Questo piatto deriva da chi doveva inventarsi ogni giorno che cosa mangiare quando da mangiare c’era ben poco. La ricetta antica prevedeva l’utilizzo delle terze parti di carne bovina e avicola: non c’era molta disponibilità economica e chi aveva gli animali vendeva le parti principali ai nobili.
Rimaneva per quanto riguarda i bovini la guancia, la lingua, la coda, la pancia e qualche osso con la cartilagine. Nelle galline la testa con il collo e le zampe. Per insaporire tutto si usava la buccia esterna del “cosacavaddu”, formaggio a base di latte di vaccina stagionato e a forma di parallelepipedo. Si aggiungeva poi sedano, carota, cipolla e patata in acqua fredda e si metteva tutto a bollire per circa due ore e mezza.

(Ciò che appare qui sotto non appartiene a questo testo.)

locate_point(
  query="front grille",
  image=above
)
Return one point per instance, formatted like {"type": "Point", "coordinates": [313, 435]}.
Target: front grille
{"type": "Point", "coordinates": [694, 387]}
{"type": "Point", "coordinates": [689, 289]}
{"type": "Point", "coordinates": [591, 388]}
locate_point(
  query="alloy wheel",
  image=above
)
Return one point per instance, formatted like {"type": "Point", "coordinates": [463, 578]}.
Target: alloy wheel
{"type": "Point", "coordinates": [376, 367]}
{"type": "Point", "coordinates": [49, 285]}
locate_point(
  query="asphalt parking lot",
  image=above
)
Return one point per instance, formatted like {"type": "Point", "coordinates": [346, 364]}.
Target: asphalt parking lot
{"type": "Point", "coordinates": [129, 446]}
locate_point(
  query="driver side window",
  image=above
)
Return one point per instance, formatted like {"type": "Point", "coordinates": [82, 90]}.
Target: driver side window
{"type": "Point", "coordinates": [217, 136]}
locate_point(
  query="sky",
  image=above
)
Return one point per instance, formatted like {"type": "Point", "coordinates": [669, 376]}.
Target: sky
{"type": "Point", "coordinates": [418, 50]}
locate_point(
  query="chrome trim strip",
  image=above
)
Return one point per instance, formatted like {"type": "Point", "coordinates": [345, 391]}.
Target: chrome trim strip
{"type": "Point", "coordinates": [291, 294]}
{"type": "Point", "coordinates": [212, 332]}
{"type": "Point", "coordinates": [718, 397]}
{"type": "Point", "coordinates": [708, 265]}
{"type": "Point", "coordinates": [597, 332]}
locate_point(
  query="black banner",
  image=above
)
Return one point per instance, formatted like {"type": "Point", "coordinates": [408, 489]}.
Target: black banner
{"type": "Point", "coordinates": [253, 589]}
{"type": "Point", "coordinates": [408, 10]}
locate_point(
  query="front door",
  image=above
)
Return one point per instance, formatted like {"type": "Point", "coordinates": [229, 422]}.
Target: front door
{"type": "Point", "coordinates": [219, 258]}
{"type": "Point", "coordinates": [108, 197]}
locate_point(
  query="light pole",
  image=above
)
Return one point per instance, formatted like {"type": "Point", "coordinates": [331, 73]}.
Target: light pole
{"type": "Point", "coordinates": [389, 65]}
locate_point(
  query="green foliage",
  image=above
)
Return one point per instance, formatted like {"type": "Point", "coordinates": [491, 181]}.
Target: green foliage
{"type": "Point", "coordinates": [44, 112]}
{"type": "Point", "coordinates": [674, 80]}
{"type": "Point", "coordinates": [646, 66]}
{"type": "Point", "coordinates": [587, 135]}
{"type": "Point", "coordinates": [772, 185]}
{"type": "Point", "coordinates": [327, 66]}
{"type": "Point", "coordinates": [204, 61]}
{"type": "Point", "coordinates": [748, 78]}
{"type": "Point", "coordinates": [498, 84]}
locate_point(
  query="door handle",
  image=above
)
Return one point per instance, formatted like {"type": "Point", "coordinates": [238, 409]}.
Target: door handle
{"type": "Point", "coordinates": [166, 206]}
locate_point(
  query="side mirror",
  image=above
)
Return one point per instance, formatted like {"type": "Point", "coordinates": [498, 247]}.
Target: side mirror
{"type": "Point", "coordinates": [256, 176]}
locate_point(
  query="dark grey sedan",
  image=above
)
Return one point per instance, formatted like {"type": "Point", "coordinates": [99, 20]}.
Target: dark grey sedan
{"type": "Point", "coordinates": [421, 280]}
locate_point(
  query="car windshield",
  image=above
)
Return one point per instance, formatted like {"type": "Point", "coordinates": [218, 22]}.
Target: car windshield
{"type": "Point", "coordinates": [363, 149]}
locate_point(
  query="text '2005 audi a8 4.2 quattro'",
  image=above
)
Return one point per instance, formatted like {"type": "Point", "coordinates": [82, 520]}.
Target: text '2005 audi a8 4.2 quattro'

La cottura del bollito avverrebbe in modo esatto solo quando si mette in acqua fredda le verdure per poi aggiungere la carne quando inizia a bollire l’acqua. Così facendo i succhi e le proprietà nutritive della carne rimangono all’interno del pezzo stesso. In questo modo si ottiene una carne molto più succosa e gustosa (a scapito di un brodo più liscio). Il brodo vero e proprio si ottiene invece quando si mettono tutti i prodotti con acqua fredda, creando così un brodo molto più ricco. Spesso consiglio ai miei clienti una via di mezzo: mettete in acqua fredda le verdure, un osso di bovino con cartilagini e una piccola parte della carne che avete deciso di cucinare (circa il 10-15%) e iniziate la cottura a fiamma viva. Quando inizia a bollire l’acqua, buttate giù il resto della carne e abbassate un po’ la fiamma e fate andare il tutto.